A partir de maintenant, là en 2019, les changements majeurs sur la violence faites aux femmes doivent donc venir de nous. Nous hommes et femmes sénégalais convaincus que cette violence sur les femmes dans notre société est aussi un des freins majeurs à notre développement. De par des actions concrètes dans les maisons, les écoles et les entreprises.

Libérer la parole dans nos familles (nous, cette génération décomplexée qui voulons que ces violences cessent), porter les affaires de viol dans les tribunaux (au lieu de les étouffer en petit comité), conseiller, accompagner et déculpabiliser les victimes autour de nous (via les associations de juristes et les psychologues bénévoles), faire des formations régulières sur ces sujets dans nos entreprises (nous, la génération startuppers), être prêt à affronter la réticence des religieux, imposer ce sujet dans les échanges et rencontres avec les politiques, commanditer plus d’études sur le sujet auprès d’organismes et d’association agréées pour mieux comprendre cette violence et la prévenir. La liste n’est pas exhaustive mais c’est en menant ce type d’actions avec acharnement et sur la durée que nous arriverons à imposer ce sujet aux politiques qui nous dirigent.
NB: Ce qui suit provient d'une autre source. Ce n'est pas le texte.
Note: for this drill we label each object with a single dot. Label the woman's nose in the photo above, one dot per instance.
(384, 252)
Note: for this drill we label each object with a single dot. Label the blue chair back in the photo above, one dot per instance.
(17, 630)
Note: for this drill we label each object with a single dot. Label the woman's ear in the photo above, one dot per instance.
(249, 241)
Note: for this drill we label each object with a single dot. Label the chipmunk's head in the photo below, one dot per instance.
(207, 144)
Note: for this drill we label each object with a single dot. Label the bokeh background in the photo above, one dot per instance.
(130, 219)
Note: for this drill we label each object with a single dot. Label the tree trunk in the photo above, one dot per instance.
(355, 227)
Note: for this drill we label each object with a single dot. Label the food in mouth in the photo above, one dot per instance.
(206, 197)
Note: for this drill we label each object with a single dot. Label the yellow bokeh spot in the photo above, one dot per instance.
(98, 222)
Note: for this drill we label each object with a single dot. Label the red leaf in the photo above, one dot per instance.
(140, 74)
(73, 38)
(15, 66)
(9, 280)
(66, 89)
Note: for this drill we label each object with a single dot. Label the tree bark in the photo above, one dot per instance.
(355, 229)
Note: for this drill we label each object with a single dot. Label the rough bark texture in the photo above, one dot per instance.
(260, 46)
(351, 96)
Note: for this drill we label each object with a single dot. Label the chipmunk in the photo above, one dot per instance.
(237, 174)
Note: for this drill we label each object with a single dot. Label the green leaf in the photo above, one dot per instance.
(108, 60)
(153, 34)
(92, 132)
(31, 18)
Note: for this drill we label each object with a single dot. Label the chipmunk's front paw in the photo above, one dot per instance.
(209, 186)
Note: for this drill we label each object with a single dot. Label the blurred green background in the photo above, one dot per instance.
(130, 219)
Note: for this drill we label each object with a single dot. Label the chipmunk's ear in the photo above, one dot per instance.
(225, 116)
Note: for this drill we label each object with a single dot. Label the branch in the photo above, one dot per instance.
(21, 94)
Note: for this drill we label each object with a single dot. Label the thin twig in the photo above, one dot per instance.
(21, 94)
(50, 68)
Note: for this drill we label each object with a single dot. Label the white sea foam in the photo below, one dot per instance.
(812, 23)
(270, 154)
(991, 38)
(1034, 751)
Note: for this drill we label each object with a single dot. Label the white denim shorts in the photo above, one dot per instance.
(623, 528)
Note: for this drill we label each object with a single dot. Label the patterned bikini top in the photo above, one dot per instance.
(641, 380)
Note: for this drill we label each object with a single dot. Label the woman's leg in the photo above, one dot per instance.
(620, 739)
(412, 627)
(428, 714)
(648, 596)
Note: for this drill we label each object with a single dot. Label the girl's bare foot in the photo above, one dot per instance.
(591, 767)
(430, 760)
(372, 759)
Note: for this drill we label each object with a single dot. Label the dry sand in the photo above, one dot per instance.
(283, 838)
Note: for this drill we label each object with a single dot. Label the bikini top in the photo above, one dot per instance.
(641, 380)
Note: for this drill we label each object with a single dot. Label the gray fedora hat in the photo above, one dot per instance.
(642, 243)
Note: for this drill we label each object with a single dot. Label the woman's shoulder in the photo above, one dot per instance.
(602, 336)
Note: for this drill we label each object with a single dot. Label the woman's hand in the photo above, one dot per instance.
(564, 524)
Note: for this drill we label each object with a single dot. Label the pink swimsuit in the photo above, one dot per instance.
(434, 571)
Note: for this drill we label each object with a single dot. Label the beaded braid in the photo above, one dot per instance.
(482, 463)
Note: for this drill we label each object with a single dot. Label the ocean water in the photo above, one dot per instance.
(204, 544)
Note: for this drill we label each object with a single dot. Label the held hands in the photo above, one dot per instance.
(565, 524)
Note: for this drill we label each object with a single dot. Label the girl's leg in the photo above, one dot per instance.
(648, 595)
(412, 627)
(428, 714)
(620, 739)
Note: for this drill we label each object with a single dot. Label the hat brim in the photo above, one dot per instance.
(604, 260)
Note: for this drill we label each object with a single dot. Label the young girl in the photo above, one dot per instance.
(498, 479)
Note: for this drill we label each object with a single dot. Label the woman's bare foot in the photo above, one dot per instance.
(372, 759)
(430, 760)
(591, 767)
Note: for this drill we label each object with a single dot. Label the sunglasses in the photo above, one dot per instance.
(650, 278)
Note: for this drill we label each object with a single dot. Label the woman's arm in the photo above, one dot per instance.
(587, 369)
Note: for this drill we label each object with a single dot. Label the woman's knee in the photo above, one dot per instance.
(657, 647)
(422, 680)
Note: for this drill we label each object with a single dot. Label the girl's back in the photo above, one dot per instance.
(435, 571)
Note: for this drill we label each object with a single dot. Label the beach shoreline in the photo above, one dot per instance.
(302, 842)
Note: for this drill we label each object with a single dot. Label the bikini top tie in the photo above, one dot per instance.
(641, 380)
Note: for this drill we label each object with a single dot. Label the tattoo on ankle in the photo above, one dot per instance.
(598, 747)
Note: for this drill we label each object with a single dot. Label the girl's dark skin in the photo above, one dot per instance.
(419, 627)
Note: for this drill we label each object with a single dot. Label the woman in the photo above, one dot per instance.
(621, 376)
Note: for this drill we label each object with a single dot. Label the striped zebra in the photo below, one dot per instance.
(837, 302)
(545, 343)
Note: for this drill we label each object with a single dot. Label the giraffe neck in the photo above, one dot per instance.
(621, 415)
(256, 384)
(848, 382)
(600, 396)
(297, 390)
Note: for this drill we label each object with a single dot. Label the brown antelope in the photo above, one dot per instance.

Car oui, malheureusement pour nous, c’est en les mettant devant le fait accompli, que le couple politico-religieux s’investira un jour sur la violence faite aux femmes dans notre pays.  Et d’ailleurs, nous sommes dans une époque où les grandes transformations de société viennent du peuple et le Sénégal ne dérogera pas à cette tendance sur ce sujet-là. Seulement, le travail sera plus ardu pour nous qu’ailleurs dans le monde.

Aminata Thior

Ingénieur Télécoms, blogueuse, activiste, féministe, afropreneure (Sétalmaa) et booktubeuse (aminata2s@gmail.com)

* Dans son ouvrage « Le Sénégal au cœur », le président Macky Sall raconte le contexte dans lequel, il avait demandé à sa femme Marième Faye d’arrêter ses études à l’ESP pour principalement s’occuper de leur premier enfant.